About Swami Shantananda

 

 

As Jani Baker:

BA (Philosophy) Melbourne

Grad Dip Marketing Monash  

Grad Dip Arts (Social Science) Monash  

Postgrad Dip Health Psychology (La Trobe)

Trained in the traditional discipline of Yoga under Swami Shankarananda

Trained as a Yoga teacher by Joy Spencer

Trained as a Meditation Leader by Ian Gawler.

 

As Swami Shantananda

Received Sannyas Feb 2009 (ie, “became a swami”)

 

Principal: Australian College of Classical Yoga

Affectionately known as Mataji

 

 

 

Yoga has been a constant in Mataji’s life since she was sixteen, after being enthralled by an introduction to Yoga in a women’s magazine of the time.  After leaving school, she found a yoga teacher wherever she was living as she grew up and moved around, with only occasional breaks.  However, for the first seventeen years, all she knew of “Yoga” was exercise and relaxation.  None of her early teachers offered anything else – perhaps because they themselves knew nothing else.

 

Early in the 1980s, she discovered the richness and the depth of what Yoga really is – a discipline of mind and body that has been practiced continuously for over 4000 years, intended for the transformation of limited experience into the oneness of universal consciousness.
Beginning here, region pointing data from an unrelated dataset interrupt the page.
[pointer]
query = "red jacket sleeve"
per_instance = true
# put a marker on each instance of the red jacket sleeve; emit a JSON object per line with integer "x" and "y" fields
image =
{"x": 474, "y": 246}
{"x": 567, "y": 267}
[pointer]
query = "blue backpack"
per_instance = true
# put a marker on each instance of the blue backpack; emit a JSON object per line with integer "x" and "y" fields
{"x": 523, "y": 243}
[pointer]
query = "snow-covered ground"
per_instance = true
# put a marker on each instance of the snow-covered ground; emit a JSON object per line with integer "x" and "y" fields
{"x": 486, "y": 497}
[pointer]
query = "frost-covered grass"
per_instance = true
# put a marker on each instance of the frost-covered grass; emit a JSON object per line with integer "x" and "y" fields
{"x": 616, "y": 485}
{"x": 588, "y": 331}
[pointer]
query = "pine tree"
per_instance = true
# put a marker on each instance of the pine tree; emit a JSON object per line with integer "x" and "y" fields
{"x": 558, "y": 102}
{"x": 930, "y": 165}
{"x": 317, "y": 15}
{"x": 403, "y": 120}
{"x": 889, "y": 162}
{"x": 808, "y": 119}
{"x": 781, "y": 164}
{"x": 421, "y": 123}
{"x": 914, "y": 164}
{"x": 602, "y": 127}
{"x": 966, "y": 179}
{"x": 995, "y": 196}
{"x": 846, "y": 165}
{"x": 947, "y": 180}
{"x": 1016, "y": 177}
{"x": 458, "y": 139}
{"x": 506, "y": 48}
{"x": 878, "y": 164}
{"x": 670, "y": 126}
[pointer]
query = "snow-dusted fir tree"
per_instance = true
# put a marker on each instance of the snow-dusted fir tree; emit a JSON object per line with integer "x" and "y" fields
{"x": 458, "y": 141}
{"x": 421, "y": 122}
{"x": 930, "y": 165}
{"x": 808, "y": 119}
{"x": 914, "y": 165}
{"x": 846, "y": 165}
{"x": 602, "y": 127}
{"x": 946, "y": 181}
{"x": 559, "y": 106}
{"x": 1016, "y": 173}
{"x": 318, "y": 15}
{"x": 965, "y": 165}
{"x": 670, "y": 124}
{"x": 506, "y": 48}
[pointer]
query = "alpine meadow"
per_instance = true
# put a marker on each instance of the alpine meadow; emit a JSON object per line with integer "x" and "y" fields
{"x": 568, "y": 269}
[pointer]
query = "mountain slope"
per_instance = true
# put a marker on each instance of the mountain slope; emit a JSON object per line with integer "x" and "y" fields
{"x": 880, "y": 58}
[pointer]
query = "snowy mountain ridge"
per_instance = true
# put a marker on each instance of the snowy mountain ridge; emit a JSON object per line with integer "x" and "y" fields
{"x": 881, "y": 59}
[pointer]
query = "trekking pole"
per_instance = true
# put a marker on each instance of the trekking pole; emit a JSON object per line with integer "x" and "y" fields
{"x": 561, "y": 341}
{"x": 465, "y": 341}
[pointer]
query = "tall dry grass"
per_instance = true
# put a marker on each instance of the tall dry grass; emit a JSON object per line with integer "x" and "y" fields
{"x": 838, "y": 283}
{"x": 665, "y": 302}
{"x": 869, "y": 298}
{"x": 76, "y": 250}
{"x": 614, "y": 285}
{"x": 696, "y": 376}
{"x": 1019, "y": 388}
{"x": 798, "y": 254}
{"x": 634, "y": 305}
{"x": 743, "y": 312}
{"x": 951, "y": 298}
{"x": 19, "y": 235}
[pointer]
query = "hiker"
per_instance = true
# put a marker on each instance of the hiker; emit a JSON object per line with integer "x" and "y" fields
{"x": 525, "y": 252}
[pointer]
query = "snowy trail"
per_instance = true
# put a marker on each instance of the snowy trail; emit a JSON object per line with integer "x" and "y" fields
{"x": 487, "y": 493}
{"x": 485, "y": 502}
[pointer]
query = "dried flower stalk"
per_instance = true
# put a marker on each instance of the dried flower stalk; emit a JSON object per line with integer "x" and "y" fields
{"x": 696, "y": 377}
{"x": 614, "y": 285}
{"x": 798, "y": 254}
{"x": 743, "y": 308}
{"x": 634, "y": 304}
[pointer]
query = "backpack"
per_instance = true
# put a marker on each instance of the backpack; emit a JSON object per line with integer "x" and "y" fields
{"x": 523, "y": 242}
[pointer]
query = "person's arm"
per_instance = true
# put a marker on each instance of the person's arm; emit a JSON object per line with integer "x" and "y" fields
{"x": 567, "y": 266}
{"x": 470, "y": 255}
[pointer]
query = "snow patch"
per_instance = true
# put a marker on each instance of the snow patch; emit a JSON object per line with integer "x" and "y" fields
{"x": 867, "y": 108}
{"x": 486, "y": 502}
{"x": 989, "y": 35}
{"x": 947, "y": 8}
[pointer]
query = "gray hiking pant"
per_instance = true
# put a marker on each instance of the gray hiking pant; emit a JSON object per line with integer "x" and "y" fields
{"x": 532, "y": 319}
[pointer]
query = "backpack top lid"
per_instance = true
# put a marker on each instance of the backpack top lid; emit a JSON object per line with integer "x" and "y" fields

The realization arose that Yoga is properly a meditative discipline which also includes some physical practices, but of which the focus is not and cannot be merely physical. 

 

Trained in the meditative discipline of Yoga by Swami Shankarandana, of Shiva Yoga, and trained to teach Asana and Pranayama by Joy Spencer, she also accepted meditation leader’s training by Ian Gawler, and became the founding Secretary of the Gawler Foundation.

 

Over the years, a profound shift of consciousness occurred.  It seems to her that name, personality, the whole of the “personal melodrama”, is but the tip of the iceberg, and underneath the superficial processes of the mind, there is a quiet awareness which is of the nature of reality itself.  Such a shift brings with it a resilience and robustness in everyday activity, and a contentment which is constant whether the situation is pleasant or unpleasant – “happy for no good reason”, as her guru Swami Shankarananda might say. When he offered her sannyas, the deepest commitment of the individual to spiritual life, she gladly accepted. The word “swami” indicates that the individual puts aside the personal self and seeks nothing but unity with universal consciousness – “Shiva” in our tradition.

 

The Australian College of Classical Yoga trains teachers in the understanding that Yoga is the practice of conscious awareness.   Our teachers become Yogis, not gymnasts.